The Decline and Fragmentation
By the time the Mongols controlled all of China and established the Yuan Dynasty, the Mongol Empire had effectively split into four distinct regions. The Ilkhanate controlled Persia and large areas of the Middle East. The Chagatai Khanate controlled Central Asia. The Golden Horde lauded the various princes and kingdoms of Russia and Eastern Europe. And lastly, the Yuan Dynasty dominated China and Korea.

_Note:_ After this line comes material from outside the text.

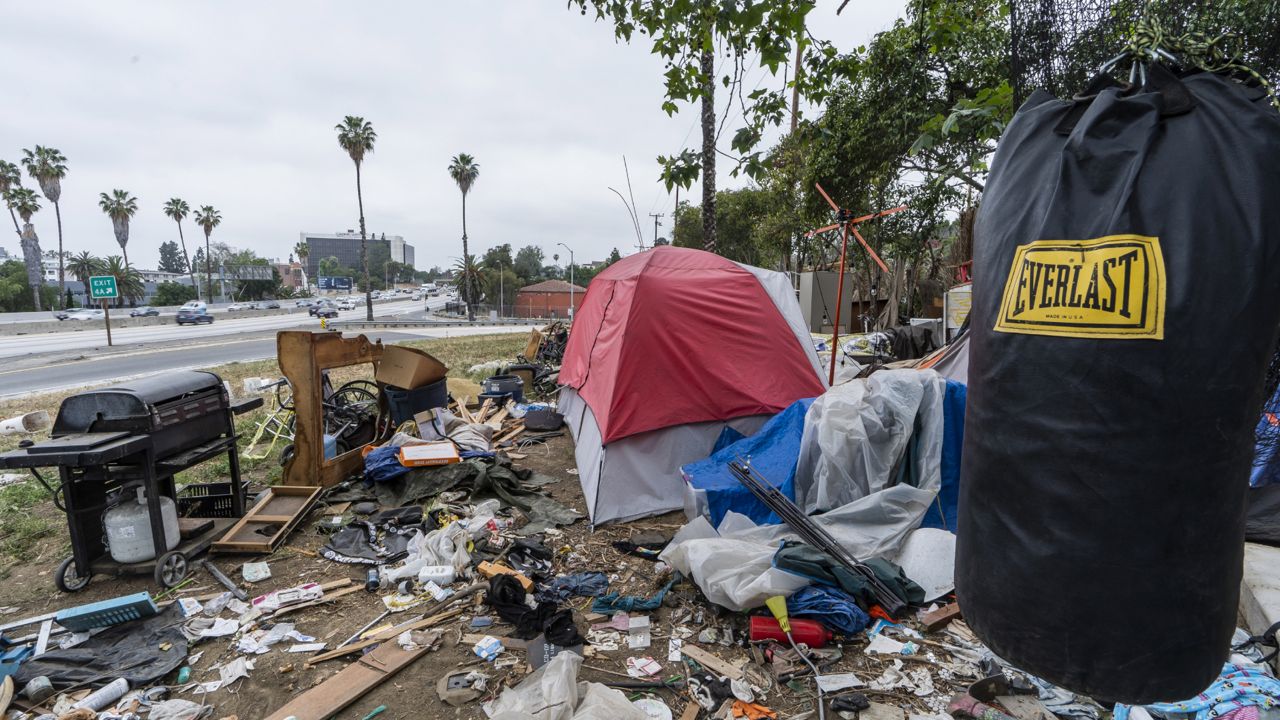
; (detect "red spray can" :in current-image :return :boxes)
[750,615,836,647]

While all of these Khanates were under the leadership of Kublai Khan, in reality, these parts of the empire were together in name only. In practice, they functioned and acted as completely separate nations. The empire was simply too large for one man to rule. The Yuan Dynasty eventually came to an end in the late 14th century, ending any kind of formal Mongol Empire. The fragmented sections of the empire continued to survive for the next few centuries before eventually falling victim to their neighbors, who often surpassed them in military technology.
In an ironic twist of fate, Russia, once a Mongol vassal, went go on to conquer and subjugate most of the nomadic peoples who once ruled over them. The Golden Horde was the first to fall in the 15th century, but Russia gradually expanded eastward, slowly taking control of Central Asia. These nations remained a part of Russia in one way or another until the collapse of the Soviet Union in the 1990s.

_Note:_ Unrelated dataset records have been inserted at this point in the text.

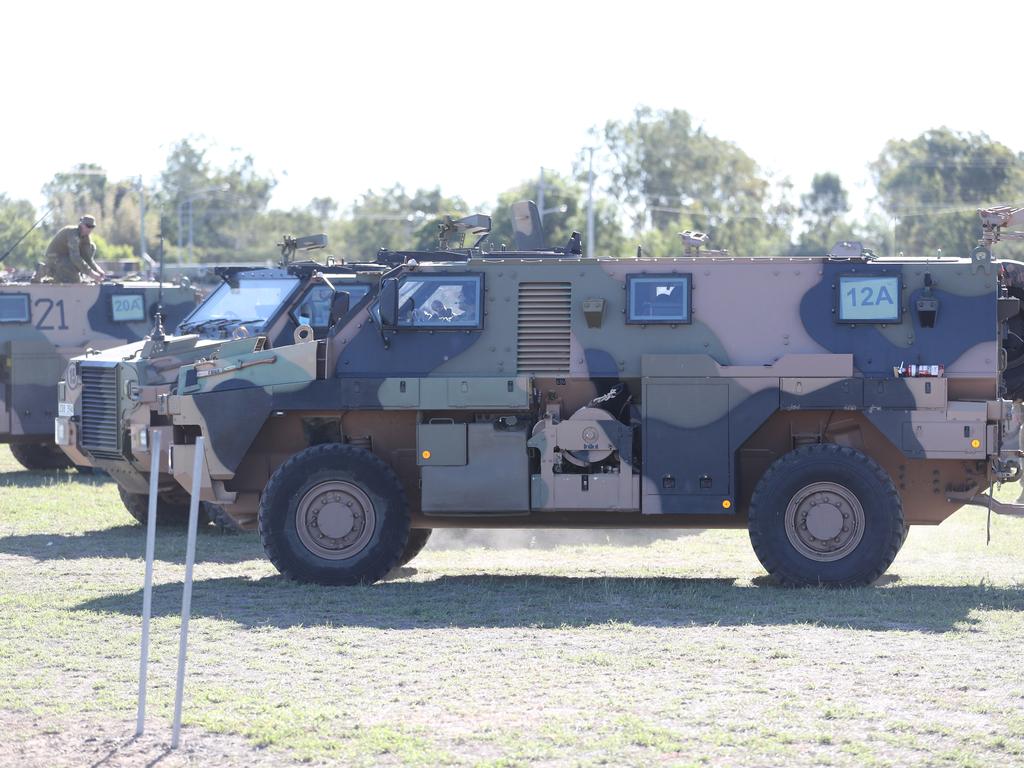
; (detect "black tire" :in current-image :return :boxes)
[10,442,74,471]
[118,485,206,527]
[259,442,410,586]
[395,528,434,568]
[748,443,906,587]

Legacy of the Mongol Empire
Like many other empires, the legacy of the Mongols is long and complicated. On one hand, they brought a level of indescribable terror and destruction to the world around them. Not only did they burn entire cities and nations down to the ground, but they were also responsible for the destruction of countless centers of education from this era, along with an incalculable amount of cultural artifacts. The sacking of Baghdad in 1258, for instance, was so thorough and meticulous that it arguably destroyed the city to such a point that it never fully recovered, even to this day. This desolation of Baghdad also brought about a catastrophic and emphatic end to the Islamic Golden Age.
The Mongols were also competent statesmen and just rulers relative to their time. There was no other place on Earth that was as tolerant of alien faiths and accepting of foreigners as the Mongol Empire. They also embraced meritocracy rather than assigning high-ranking offices based on royal bloodlines or tribal allegiance. The economic boom their rule ushered in also brought about a level of wealth and prosperity that parts of the world had never seen and, in some cases, would never see again.
Perhaps the largest legacy that the Mongols left behind was the unintended consequences that sprouted from its empire. Without the revitalization of the Silk Road, it is unlikely that the Black Death would have ever made its way to Europe. The subsequent fallout from the Black Death changed Europe forever and began the slow and gradual process of moving away from feudalism and towards the early stages of building what would one day become a middle class.
Without the Mongol invasion of the Middle East, it is likely that the Ottoman Turks would have never settled in Anatolia and then gone on to create one of the greatest empires of the modern age. The eventual capture of Constantinople by the Turks in 1453 shut Europe out of the Silk Road and forced them to look West for a new overseas root to China. While the Mongols did not build any great cities or leave us with many spectacular monuments, the ripple effect left by their brief yet great empire is felt and seen in the modern world today.